Une vingtaine de personnes se sont rassemblées samedi 6 juin à 14 heures, place de la Liberté à Lons-le-Saunier, en soutien au peuple palestinien. À l’appel de plusieurs organisations et collectifs, des militants d’horizons divers — ATTAC, La France insoumise, le NPA, la FSU, la CNT ou encore la Confédération paysanne — ont pris la parole pour dénoncer la guerre menée par Israël à Gaza, en Cisjordanie et au Liban.
Au fil des interventions, les participants ont insisté sur les conséquences humaines du conflit, mais aussi sur ses dimensions politiques, sociales et agricoles.
«Une guerre contre la terre et contre les paysans»
Au nom de la Confédération paysanne, une militante a rappelé les liens qui unissent les luttes paysannes et la solidarité avec la Palestine. Elle a notamment évoqué la destruction de l’agriculture palestinienne, décrivant « une guerre de l’eau » menée contre les populations locales, l’arrachage d’oliviers centenaires et l’imposition d’un modèle agricole intensif tourné vers l’exportation.
« On se sent touchés par ce combat parce que c’est un combat pour la terre et un combat pour un modèle agricole qui est condamné », a-t-elle déclaré.
La représentante syndicale a également dénoncé la destruction de banques de semences paysannes et les difficultés rencontrées par les agriculteurs palestiniens pour préserver leurs cultures traditionnelles. Selon elle, les attaques contre l’agriculture s’inscrivent dans une volonté plus large d’effacer l’identité et la culture palestiniennes.
Elle a enfin invité les participants à se rendre au festival de soutien à la Palestine organisé le lendemain près de Louhans, consacré notamment aux questions agricoles et paysannes.
«La destruction méthodique d’un peuple»
Prenant ensuite la parole au nom de La France insoumise, un militant a dressé un bilan humain particulièrement lourd des conflits en cours dans la région.
« Gaza, Liban, Cisjordanie, ce n’est pas une guerre contre tel ou tel mouvement, c’est la destruction méthodique d’un peuple », a-t-il affirmé.

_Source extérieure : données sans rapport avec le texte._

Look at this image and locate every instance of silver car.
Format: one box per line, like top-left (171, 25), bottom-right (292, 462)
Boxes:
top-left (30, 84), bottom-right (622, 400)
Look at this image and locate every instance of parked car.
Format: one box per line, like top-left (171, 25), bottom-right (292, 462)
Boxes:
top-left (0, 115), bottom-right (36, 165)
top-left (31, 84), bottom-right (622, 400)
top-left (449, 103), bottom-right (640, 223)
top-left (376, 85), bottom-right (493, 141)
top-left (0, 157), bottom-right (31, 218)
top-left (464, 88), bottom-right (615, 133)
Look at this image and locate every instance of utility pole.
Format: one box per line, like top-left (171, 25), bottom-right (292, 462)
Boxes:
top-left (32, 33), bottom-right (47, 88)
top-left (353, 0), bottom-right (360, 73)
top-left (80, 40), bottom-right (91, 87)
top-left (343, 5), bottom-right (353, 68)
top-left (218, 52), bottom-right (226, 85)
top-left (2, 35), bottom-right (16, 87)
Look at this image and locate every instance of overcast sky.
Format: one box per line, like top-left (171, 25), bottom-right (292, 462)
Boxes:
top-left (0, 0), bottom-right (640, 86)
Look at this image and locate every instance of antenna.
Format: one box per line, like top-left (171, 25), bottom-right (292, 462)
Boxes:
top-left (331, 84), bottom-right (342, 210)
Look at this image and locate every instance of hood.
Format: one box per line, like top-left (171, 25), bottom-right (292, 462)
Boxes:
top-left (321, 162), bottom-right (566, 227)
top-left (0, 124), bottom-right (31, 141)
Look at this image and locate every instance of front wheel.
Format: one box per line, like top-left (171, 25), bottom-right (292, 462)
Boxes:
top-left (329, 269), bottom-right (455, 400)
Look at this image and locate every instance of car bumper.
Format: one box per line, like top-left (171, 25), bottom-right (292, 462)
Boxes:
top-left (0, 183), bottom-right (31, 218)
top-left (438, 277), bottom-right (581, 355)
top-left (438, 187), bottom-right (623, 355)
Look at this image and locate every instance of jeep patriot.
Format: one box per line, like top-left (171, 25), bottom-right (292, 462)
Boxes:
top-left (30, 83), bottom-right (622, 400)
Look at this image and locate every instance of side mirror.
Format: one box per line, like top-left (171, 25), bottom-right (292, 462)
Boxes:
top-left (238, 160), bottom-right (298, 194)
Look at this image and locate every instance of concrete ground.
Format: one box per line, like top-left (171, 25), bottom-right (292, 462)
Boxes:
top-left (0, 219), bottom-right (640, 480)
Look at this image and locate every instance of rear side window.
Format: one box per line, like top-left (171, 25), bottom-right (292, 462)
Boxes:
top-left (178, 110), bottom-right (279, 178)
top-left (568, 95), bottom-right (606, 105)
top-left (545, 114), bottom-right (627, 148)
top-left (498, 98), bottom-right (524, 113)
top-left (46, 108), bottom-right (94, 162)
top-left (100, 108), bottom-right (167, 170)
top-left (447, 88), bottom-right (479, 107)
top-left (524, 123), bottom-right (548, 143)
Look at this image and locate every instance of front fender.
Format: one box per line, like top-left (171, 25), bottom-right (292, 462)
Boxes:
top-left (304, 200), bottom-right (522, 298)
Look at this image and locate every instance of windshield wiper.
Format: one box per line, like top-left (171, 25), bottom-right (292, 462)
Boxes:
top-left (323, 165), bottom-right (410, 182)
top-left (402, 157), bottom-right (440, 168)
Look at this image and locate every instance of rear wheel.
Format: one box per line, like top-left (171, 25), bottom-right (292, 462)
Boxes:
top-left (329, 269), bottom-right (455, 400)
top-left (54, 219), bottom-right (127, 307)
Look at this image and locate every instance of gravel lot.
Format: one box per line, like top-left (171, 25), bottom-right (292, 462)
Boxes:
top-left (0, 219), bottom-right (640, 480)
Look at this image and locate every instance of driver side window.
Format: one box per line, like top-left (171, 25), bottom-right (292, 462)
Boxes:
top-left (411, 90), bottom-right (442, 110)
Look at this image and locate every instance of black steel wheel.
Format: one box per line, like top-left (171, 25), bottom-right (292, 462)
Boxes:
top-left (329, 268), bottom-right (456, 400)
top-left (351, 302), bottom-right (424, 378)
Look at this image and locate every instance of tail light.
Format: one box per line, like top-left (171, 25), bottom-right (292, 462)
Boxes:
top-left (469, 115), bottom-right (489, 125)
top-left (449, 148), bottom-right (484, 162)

L’orateur a dénoncé les violations du droit international et appelé la France à agir davantage face à la situation. Il a également établi un parallèle entre les combats menés pour les droits humains en Palestine et ceux conduits contre les discriminations en France.
« Le droit international, soit il s’applique pour tout le monde, soit il ne veut rien dire », a-t-il lancé devant les participants.
Les prisonniers palestiniens au cœur de l’intervention d’ATTAC
L'intervention d'ATTAC s'est concentrée sur la question des prisonniers palestiniens détenus dans les prisons israéliennes.
La militante a dénoncé les arrestations massives, les détentions administratives sans jugement et des conditions de détention qu'elle a qualifiées d'inhumaines. Elle a évoqué les violences subies par les détenus et rappelé que plusieurs organisations internationales documentent depuis des années les atteintes aux droits des prisonniers palestiniens.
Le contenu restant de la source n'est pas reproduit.